Green Sound (liveevil@020.co.uk)
Wed, 22 Sep 1999 02:51:50 0100

When I said that a Turing machine had pre-determined state transitions, I didn't mean environmental wiring. I meant that each state transition was predictable, given the current internal state and input state. This is in contrast to a machine that contains non-deterministic elements where state transitions are unpredictable.

I'm saying that a Turing machine can display these "magical qualities", but only if it interacts with a non-deterministic chaotic system, i.e. our world affected by indeterminate quantum dynamics bubbling up through electron motion, atomic vibration, etc.

I believe human intelligence is Turing computable and doesn't require unpredictable, ineffable components. For example, a frequent occurrence in emergency rooms is with a head trauma victim that will state something very unique to the moment. But they will restate it word for word every ten minutes as if they just realized it. Like their software is going, "If these conditions exist then output this phrase." Watching this, the mystical qualities of intelligence and free will seem to disappear and you are left with a robot.

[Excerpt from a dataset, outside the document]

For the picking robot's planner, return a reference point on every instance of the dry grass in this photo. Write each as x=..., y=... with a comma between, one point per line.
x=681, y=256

So what happened to the magical qualities we associate with sentience if we are completely predictable? They come from our environment, the robot always responds to the input from the chaotic system in a predictable manner, but this response causes the system to produce a new unpredictable input. I think something happens in the combination of the absolute predictability of the Turing machine, and the absolute undeterminability of our world at the quantum level.

Anyways, do you really think the universe would allow you to instantiate any consciousness without knowing what its internal experience was? Interaction is the safety valve for preventing accidental hells.